A healthy amount of interdependence must be learned and accepted by those who move past addiction. Sometimes I need you and sometimes you need me.

Gradually, over time, unhealthy bonds are broken with the drug or behaviour of choice and replaced by healthy ones with real people. It’s a process that is reminiscent of the parable of the onion in Dostoyevsky’s “The Brothers Karamazov”, in which people are pulled out of hell by trust, altruism and selflessness, but pulled back by giving in to irrational fear, and caring only about one’s own interests.
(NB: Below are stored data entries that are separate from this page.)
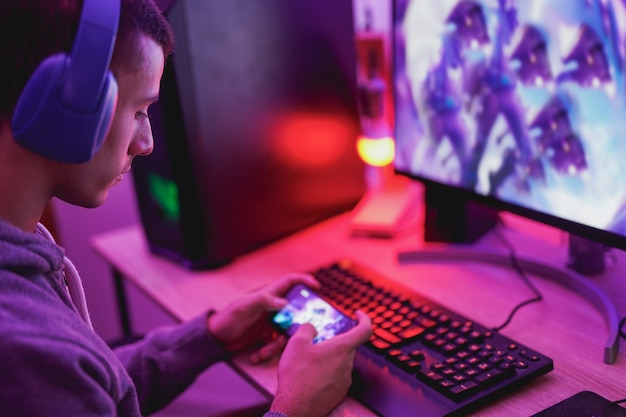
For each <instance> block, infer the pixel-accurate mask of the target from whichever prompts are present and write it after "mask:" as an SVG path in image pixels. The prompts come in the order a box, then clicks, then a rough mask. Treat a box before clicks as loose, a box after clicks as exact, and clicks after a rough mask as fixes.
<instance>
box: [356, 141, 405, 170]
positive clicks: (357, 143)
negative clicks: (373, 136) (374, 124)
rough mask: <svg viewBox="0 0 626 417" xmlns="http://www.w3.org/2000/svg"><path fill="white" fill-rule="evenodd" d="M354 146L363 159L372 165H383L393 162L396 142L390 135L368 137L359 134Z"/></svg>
mask: <svg viewBox="0 0 626 417" xmlns="http://www.w3.org/2000/svg"><path fill="white" fill-rule="evenodd" d="M356 148H357V151H358V153H359V156H360V157H361V159H363V161H364V162H365V163H366V164H368V165H372V166H376V167H383V166H386V165H389V164H390V163H392V162H393V158H394V155H395V153H396V144H395V142H394V140H393V138H392V137H391V136H385V137H382V138H368V137H366V136H359V137H358V139H357V141H356Z"/></svg>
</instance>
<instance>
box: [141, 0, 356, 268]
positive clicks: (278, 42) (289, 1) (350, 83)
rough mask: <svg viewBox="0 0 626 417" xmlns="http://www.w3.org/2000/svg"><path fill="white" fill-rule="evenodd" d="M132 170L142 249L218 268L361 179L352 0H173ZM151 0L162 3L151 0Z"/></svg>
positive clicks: (320, 205)
mask: <svg viewBox="0 0 626 417" xmlns="http://www.w3.org/2000/svg"><path fill="white" fill-rule="evenodd" d="M165 3H171V4H168V6H167V7H168V9H167V10H166V11H165V14H166V17H167V18H168V20H169V21H170V23H171V24H172V27H173V29H174V32H175V36H176V48H175V51H174V53H173V55H172V56H171V57H170V59H169V60H168V62H167V63H166V68H165V73H164V76H163V80H162V84H161V94H160V99H159V101H158V102H157V103H155V104H154V105H153V106H151V108H150V118H151V121H152V128H153V135H154V142H155V147H154V152H153V154H152V155H150V156H148V157H143V158H136V159H135V162H134V164H133V180H134V185H135V190H136V196H137V202H138V206H139V212H140V216H141V221H142V225H143V229H144V231H145V236H146V239H147V242H148V245H149V248H150V250H151V251H152V252H154V253H156V254H159V255H162V256H164V257H167V258H169V259H172V260H174V261H176V262H179V263H181V264H183V265H185V266H187V267H189V268H193V269H204V268H214V267H219V266H221V265H223V264H225V263H228V262H230V261H232V260H234V259H235V258H237V257H238V256H241V255H243V254H245V253H247V252H249V251H251V250H253V249H256V248H259V247H261V246H263V245H266V244H268V243H271V242H273V241H275V240H278V239H280V238H283V237H285V236H287V235H289V234H291V233H294V232H296V231H298V230H301V229H302V228H305V227H307V226H310V225H312V224H314V223H316V222H319V221H321V220H323V219H326V218H328V217H330V216H333V215H336V214H339V213H341V212H345V211H347V210H349V209H351V208H352V207H354V205H355V204H356V203H357V202H358V200H359V199H360V198H361V197H362V195H363V193H364V191H365V176H364V166H363V162H362V161H361V160H360V159H359V157H358V155H357V152H356V147H355V142H356V138H357V136H358V134H359V117H358V109H357V103H356V67H355V65H356V61H355V60H356V52H355V44H354V26H353V16H352V2H351V0H298V1H292V0H263V1H258V0H242V1H224V0H203V1H192V0H178V1H173V2H165ZM162 4H163V3H162Z"/></svg>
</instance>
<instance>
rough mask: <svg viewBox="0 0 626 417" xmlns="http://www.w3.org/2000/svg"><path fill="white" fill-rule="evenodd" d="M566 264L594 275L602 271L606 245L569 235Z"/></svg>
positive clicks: (572, 235)
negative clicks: (594, 274) (603, 244)
mask: <svg viewBox="0 0 626 417" xmlns="http://www.w3.org/2000/svg"><path fill="white" fill-rule="evenodd" d="M568 245H569V247H568V260H567V266H568V267H569V268H572V269H573V270H574V271H576V272H579V273H581V274H583V275H594V274H599V273H600V272H602V271H604V266H605V258H606V252H607V250H608V248H607V246H606V245H603V244H601V243H598V242H594V241H591V240H587V239H584V238H582V237H579V236H576V235H574V234H571V233H570V235H569V242H568Z"/></svg>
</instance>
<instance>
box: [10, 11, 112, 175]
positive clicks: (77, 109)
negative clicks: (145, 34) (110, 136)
mask: <svg viewBox="0 0 626 417" xmlns="http://www.w3.org/2000/svg"><path fill="white" fill-rule="evenodd" d="M120 3H121V0H85V1H84V4H83V10H82V13H81V20H80V23H79V25H78V31H77V35H76V39H75V40H74V44H73V46H72V50H71V52H70V54H69V55H67V54H65V53H60V54H56V55H53V56H50V57H48V58H46V59H45V60H44V61H43V62H42V63H41V64H40V65H39V67H38V68H37V69H36V70H35V72H34V73H33V75H32V76H31V78H30V79H29V81H28V83H27V84H26V87H24V90H23V91H22V93H21V95H20V98H19V100H18V103H17V106H16V108H15V112H14V114H13V120H12V128H13V136H14V137H15V139H16V140H17V141H18V143H20V144H21V145H22V146H23V147H25V148H27V149H29V150H30V151H32V152H35V153H37V154H39V155H42V156H45V157H47V158H50V159H54V160H57V161H61V162H72V163H82V162H86V161H88V160H89V159H91V157H92V156H93V155H94V154H95V153H96V152H97V150H98V149H99V148H100V145H101V144H102V142H103V140H104V137H105V136H106V133H107V132H108V129H109V127H110V124H111V120H112V118H113V113H114V111H115V105H116V103H117V82H116V81H115V77H114V76H113V74H112V73H111V72H110V71H109V66H110V63H111V57H112V55H113V48H114V47H115V38H116V35H117V29H118V25H119V15H120V7H121V6H120Z"/></svg>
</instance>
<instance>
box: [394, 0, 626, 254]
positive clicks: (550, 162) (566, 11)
mask: <svg viewBox="0 0 626 417" xmlns="http://www.w3.org/2000/svg"><path fill="white" fill-rule="evenodd" d="M625 33H626V7H625V5H624V2H622V1H620V0H439V1H437V2H432V1H423V0H396V1H395V2H394V4H393V22H392V44H393V57H394V59H393V64H394V65H393V67H394V68H393V78H394V81H393V82H394V85H393V91H394V112H395V114H394V119H395V140H396V158H395V162H394V163H395V169H396V172H398V173H400V174H402V175H406V176H409V177H411V178H413V179H416V180H419V181H422V182H423V183H424V184H425V189H426V204H427V208H426V217H427V220H426V224H425V240H441V241H443V240H445V241H452V242H471V241H474V240H475V239H476V238H477V237H478V236H480V235H481V233H483V232H484V231H486V230H489V228H490V227H492V226H493V225H494V223H495V219H496V217H495V215H496V214H497V212H498V211H499V210H506V211H509V212H512V213H515V214H519V215H522V216H526V217H529V218H531V219H534V220H537V221H540V222H544V223H547V224H549V225H552V226H555V227H558V228H561V229H563V230H565V231H567V232H569V233H570V235H571V236H575V237H577V238H583V239H584V240H585V242H587V241H589V242H596V243H598V244H599V245H601V246H602V247H615V248H620V249H626V186H625V184H626V90H625V84H624V42H625V41H624V39H625ZM459 207H460V208H461V210H459ZM477 211H478V214H483V215H478V216H477Z"/></svg>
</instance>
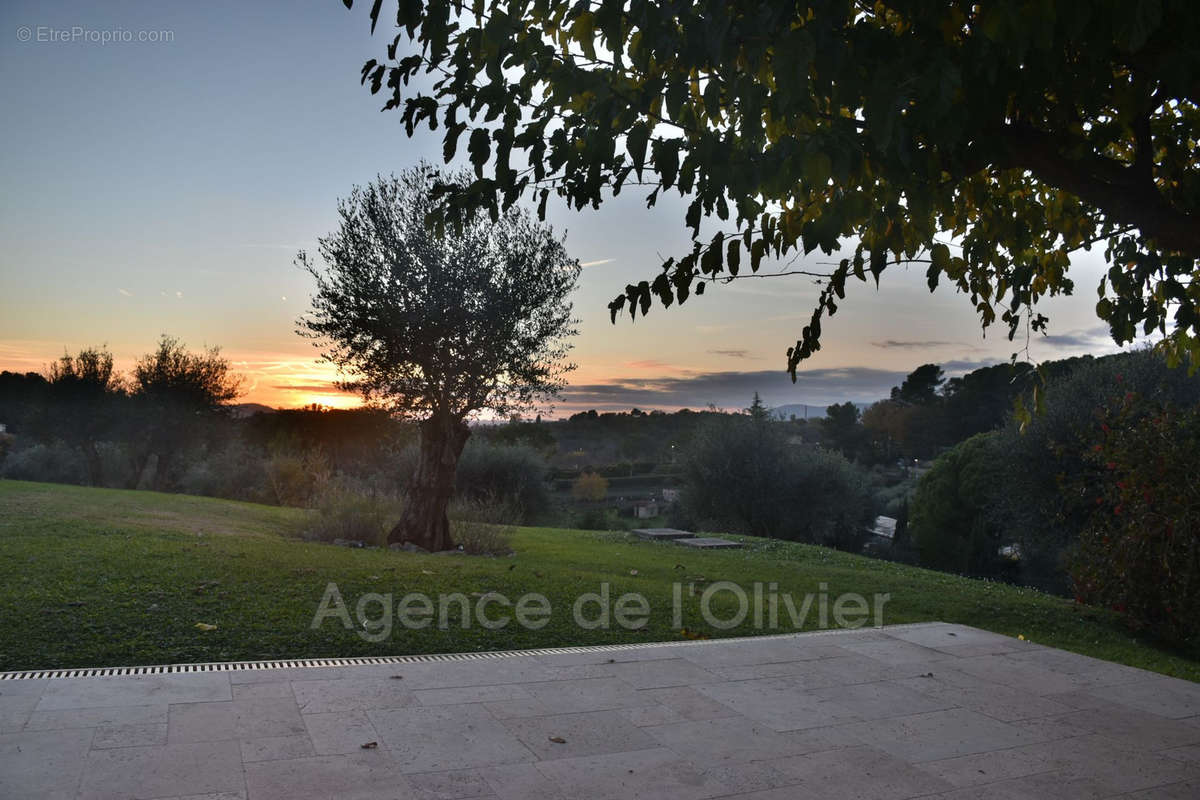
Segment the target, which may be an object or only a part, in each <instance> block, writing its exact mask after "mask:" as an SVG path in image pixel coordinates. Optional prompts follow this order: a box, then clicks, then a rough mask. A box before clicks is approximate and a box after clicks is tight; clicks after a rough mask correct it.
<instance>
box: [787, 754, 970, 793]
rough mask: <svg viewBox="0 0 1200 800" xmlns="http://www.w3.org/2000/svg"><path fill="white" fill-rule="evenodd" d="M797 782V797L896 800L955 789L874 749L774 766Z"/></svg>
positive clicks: (804, 760) (809, 754)
mask: <svg viewBox="0 0 1200 800" xmlns="http://www.w3.org/2000/svg"><path fill="white" fill-rule="evenodd" d="M772 766H773V768H774V769H775V770H776V771H779V772H781V774H782V775H785V776H787V777H791V778H793V781H794V783H796V786H794V787H793V789H794V790H796V794H794V796H820V798H827V799H828V800H839V799H842V798H844V799H846V800H852V799H853V800H871V799H878V800H892V799H893V798H914V796H918V795H924V794H934V793H936V792H943V790H947V789H952V788H953V787H952V786H950V784H949V783H947V782H946V781H943V780H941V778H938V777H936V776H934V775H930V774H929V772H924V771H922V770H919V769H917V768H916V766H913V765H912V764H908V763H907V762H905V760H901V759H899V758H895V757H893V756H889V754H888V753H884V752H882V751H878V750H875V748H872V747H846V748H841V750H828V751H823V752H817V753H809V754H805V756H797V757H794V758H784V759H780V760H776V762H772Z"/></svg>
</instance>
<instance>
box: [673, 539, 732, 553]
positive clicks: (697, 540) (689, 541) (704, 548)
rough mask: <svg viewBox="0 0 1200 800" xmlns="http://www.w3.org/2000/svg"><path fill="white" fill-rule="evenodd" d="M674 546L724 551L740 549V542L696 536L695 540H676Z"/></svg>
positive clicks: (703, 550)
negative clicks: (680, 546)
mask: <svg viewBox="0 0 1200 800" xmlns="http://www.w3.org/2000/svg"><path fill="white" fill-rule="evenodd" d="M674 543H676V545H683V546H684V547H694V548H696V549H697V551H726V549H738V548H740V547H742V542H731V541H730V540H727V539H716V537H715V536H697V537H695V539H677V540H674Z"/></svg>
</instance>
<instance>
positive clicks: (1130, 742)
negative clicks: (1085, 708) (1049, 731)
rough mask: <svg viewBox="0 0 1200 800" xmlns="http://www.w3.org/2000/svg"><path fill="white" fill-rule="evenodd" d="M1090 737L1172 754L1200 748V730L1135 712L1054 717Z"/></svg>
mask: <svg viewBox="0 0 1200 800" xmlns="http://www.w3.org/2000/svg"><path fill="white" fill-rule="evenodd" d="M1054 718H1055V720H1061V721H1063V722H1067V723H1068V724H1073V726H1078V727H1079V728H1082V729H1085V730H1087V732H1090V733H1099V734H1104V735H1108V736H1110V738H1112V739H1115V740H1117V741H1122V742H1124V744H1126V745H1127V746H1128V747H1129V748H1132V750H1169V748H1174V747H1182V746H1183V745H1195V744H1200V728H1196V727H1194V726H1189V724H1186V723H1184V722H1180V721H1177V720H1168V718H1166V717H1160V716H1157V715H1153V714H1146V712H1145V711H1138V710H1134V709H1129V710H1126V711H1123V712H1121V714H1115V712H1112V711H1110V710H1109V709H1086V710H1082V711H1073V712H1070V714H1063V715H1061V716H1057V717H1054Z"/></svg>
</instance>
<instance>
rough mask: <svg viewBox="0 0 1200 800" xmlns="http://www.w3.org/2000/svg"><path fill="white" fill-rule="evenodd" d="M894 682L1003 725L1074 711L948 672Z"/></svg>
mask: <svg viewBox="0 0 1200 800" xmlns="http://www.w3.org/2000/svg"><path fill="white" fill-rule="evenodd" d="M950 675H953V679H952V678H950ZM893 682H894V684H896V685H899V686H904V687H906V688H910V690H913V691H917V692H920V693H922V694H925V696H926V697H931V698H935V699H937V700H940V702H942V703H946V704H947V706H955V705H956V706H961V708H965V709H971V710H972V711H979V712H980V714H986V715H988V716H990V717H995V718H996V720H1000V721H1002V722H1010V721H1013V720H1027V718H1031V717H1044V716H1050V715H1052V714H1064V712H1067V711H1070V710H1072V709H1073V706H1070V705H1067V704H1064V703H1060V702H1057V700H1055V699H1054V697H1056V696H1038V694H1030V693H1028V692H1022V691H1020V690H1016V688H1012V687H1009V686H1000V685H997V684H992V682H989V681H985V680H983V679H982V678H974V676H973V675H967V674H966V673H955V672H954V670H947V669H938V670H937V672H934V673H931V676H930V678H904V679H900V680H896V681H893Z"/></svg>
An unfortunate barrier for many people is that 12 step meetings are “cultish” and all about religion-which is understandably a concern-especially when you are not of any particular faith. It is important to remember that although there may be reference to God and some elements of prayer at 12 step meetings, participation in this is voluntary, and as described in chapter 4 of the Big Book of Alcoholics Anonymous on Agnostics, it is about finding your own perception of a Higher Power due to the fact that believing you have all the answers just doesn’t work and must be relinquished in order to learn to live in consultation with others, and build a network of support.

It’s OK to be yourself and you don’t have to do anything you don’t want to do at 12 step meetings. Being respectful but assertive with your boundaries is critical if you don’t feel comfortable, or if someone is trying to impose something on you at a meeting. This is good practice for life. Simply bowing one’s head in respect and saying nothing or going for a walk break during a meeting is perfectly acceptable. Saying “I pass” or “I am just here to listen” are common phrases for those who are just trying out meetings and will be understood and respected at a healthy meeting.

So, if you are caught up in some type of addiction, start by doing the obvious: stop listening only to yourself. Get to a meeting where others can share the load with you. The support you will receive there is different than that provided by a professional. 12-step meetings are free and happen mostly every day. Participants have been where you are. Some have learned ways of getting out of addiction’s grasp by learning about themselves and changing how they think and act. You can learn too!